To the Editor: In 1983, a new prospective case-based reimbursement system called diagnosis-related groups (DRGs) emerged in the United States. Since then, this payment system has been widely applied by other developed countries, such as Australia, Germany, France, Finland, and Japan, in the form of a well-functioning DRG-based prospective payment system (PPS). Beijing's Basic Medical Insurance (BBMI) scheme was launched in 2001, and its main task has been gradually covered all residents recorded on household register, including urban employees, rural residents, the elderly, children, and the unemployed. With the rapid coverage expansion of the insured crowd, the increasing rate of medical expenses has far exceeded the growth rate of the insurance tax, and the overall health insurance fund is in an imbalanced state.
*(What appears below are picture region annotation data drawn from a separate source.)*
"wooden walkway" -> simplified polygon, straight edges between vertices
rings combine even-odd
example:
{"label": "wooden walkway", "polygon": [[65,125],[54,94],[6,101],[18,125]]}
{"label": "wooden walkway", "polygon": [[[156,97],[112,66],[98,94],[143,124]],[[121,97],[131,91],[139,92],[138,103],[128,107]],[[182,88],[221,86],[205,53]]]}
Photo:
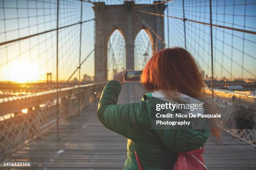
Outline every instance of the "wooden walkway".
{"label": "wooden walkway", "polygon": [[[138,101],[146,92],[139,84],[128,83],[122,87],[119,102]],[[127,140],[102,126],[96,110],[92,104],[80,117],[62,122],[59,140],[54,129],[13,154],[11,160],[31,161],[33,168],[28,169],[123,169]],[[209,170],[256,169],[256,150],[225,132],[220,141],[210,138],[205,146]]]}

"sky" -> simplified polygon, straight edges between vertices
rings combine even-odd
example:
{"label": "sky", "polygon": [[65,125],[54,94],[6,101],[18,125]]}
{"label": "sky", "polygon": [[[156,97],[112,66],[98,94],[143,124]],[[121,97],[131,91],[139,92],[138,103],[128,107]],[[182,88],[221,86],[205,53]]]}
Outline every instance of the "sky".
{"label": "sky", "polygon": [[[120,1],[122,1],[108,0],[106,2],[107,4],[120,4]],[[80,1],[59,2],[59,28],[80,21]],[[137,3],[152,2],[136,1]],[[187,0],[184,4],[185,18],[210,22],[208,1]],[[92,5],[83,2],[82,21],[94,18]],[[256,31],[256,0],[212,0],[212,5],[213,24]],[[0,0],[0,42],[55,29],[56,6],[56,0]],[[168,13],[166,8],[165,15],[183,18],[182,0],[170,1],[168,6]],[[184,48],[183,21],[167,17],[164,18],[164,40],[168,46]],[[80,56],[81,62],[86,60],[81,66],[82,75],[93,76],[94,28],[93,20],[85,22],[82,25],[81,55],[80,24],[59,30],[59,80],[65,81],[69,78],[79,66]],[[185,22],[187,49],[205,74],[210,76],[210,28],[205,25]],[[52,73],[53,79],[55,80],[56,35],[54,30],[0,46],[0,81],[45,81],[47,72]],[[213,27],[212,35],[214,76],[255,78],[256,35],[215,27]],[[118,71],[125,67],[125,41],[122,38],[117,30],[110,38],[113,45],[112,49],[108,52],[109,76],[113,74],[114,70]],[[148,35],[143,30],[138,34],[135,40],[135,67],[137,69],[142,69],[144,65],[145,56],[147,60],[152,55],[148,50],[152,45],[148,41]],[[148,55],[143,55],[145,53]],[[77,72],[71,80],[78,77]]]}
However, in 2010, “hold the card” policy was implemented for the convenience of patients' reimbursement, which means that patients just pay a little of personal expenses, and the others are settled by the hospital and the Center of Medical Insurance Management (CMIM). From then on, the whole medical expenses of Beijing increased rapidly by the rate of 30–40% annual year, and medical fund could not afford the increasing rate seriously. As a result, since January 2011, all secondary and tertiary hospitals have been funded using a global control approach (the increasing rate <25% and 18%, respectively) according to the provisions of the BBMI document (No. 204, 2011). At the same time, six public tertiary hospitals in Beijing successively implemented the DRG-PPS, which symbolized the staring of medical payment reform in the mainland of China.
The DRGs' payment reform in Beijing was different from single disease-based approach in any other administrative areas; it is a genuine DRG-PPS, which have had >10 years of experiences in research and exploration. The repayment reform aimed to test the practicability of payment policy, the checkout process, and hospital information system. The primary reform scope was limited to 108 groups of total DRGs (650 groups), which accounted for about 25% of total patients in six hospitals and about 28% hospital expenditure. The unit cost of DRG is an estimated average cost of all patients at public hospital level in the fourth quarter of last year and is constructed for calculating inpatient compensation.
After 6 years, the implementation of DRG system was fairly smooth, and original expectations have been achieved. However, this system still has many problems during the practical process.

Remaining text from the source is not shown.